Null Tore, null Chance

„Die Nachspielzeit ist angebrochen und die Gäste versuchen’s nochmal“, sagt der Mann im Fernseher. „Vielleicht gelingt ihnen ja noch ein Treffer, das wäre ja schon mal was für die Nürnberger, die, wenn sie heute wieder ohne Torerfolg bleiben, in drei Spielen in Folge kein Tor erzielt haben…“

 

„Wann hat unsere Mannschaft eigentlich das letzte Mal ein Tor herausgespielt?“

 

„Gegen Leverkusen. Margreitters 1:1 kurz vor Spielende.“

 

„Zählt nicht, mein Sohn. Das war nicht herausgespielt.

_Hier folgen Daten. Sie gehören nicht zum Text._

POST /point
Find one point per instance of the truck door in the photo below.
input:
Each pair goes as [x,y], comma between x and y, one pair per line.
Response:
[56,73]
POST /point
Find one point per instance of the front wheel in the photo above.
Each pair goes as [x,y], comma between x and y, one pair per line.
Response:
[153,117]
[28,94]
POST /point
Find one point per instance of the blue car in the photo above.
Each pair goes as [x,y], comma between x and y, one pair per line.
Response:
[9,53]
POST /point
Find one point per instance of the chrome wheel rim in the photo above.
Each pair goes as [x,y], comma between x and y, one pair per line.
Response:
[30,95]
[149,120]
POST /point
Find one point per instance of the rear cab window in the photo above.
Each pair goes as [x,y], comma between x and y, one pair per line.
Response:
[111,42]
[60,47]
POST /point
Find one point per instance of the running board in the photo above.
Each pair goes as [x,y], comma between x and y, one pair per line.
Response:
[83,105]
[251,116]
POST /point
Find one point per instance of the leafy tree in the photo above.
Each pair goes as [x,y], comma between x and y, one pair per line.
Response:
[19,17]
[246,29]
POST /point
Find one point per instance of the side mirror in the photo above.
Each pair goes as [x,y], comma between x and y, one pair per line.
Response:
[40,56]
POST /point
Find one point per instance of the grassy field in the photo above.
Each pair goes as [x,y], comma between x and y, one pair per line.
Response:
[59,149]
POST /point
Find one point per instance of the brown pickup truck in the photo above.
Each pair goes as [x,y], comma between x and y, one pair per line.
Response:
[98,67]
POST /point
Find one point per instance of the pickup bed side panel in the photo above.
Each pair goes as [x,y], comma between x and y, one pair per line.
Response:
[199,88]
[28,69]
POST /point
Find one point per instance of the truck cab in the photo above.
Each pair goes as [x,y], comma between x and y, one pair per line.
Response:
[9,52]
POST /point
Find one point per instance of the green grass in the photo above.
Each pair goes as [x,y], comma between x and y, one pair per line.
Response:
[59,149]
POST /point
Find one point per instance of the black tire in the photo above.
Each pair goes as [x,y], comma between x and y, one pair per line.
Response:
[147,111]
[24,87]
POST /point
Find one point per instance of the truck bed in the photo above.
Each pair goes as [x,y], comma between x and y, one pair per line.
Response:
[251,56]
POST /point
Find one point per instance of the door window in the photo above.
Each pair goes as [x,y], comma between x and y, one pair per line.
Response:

Das war ein Schuss nach einer Ecke. Noch dazu ein abgefälschter.“

 

„Dann muss ich nachdenken.“

 

„Tja.“

[Zum Spiel: klick, klick, klick, klick.]

30 Gedanken zu „Null Tore, null Chance

  • Die letzten zwei herausgespielten Tore: Das 1-1 in Augsburg (Fuchs) sowie das 1-2 gegen Schalke (Palacios). Danach kam tatsächlich nix mehr.

    Eine ebenfalls interessante Frage: Wann hat der Club zuletzt ein Tor kassiert, dem kein grober Abwehr- bzw. Torwartschnitzer vorausging?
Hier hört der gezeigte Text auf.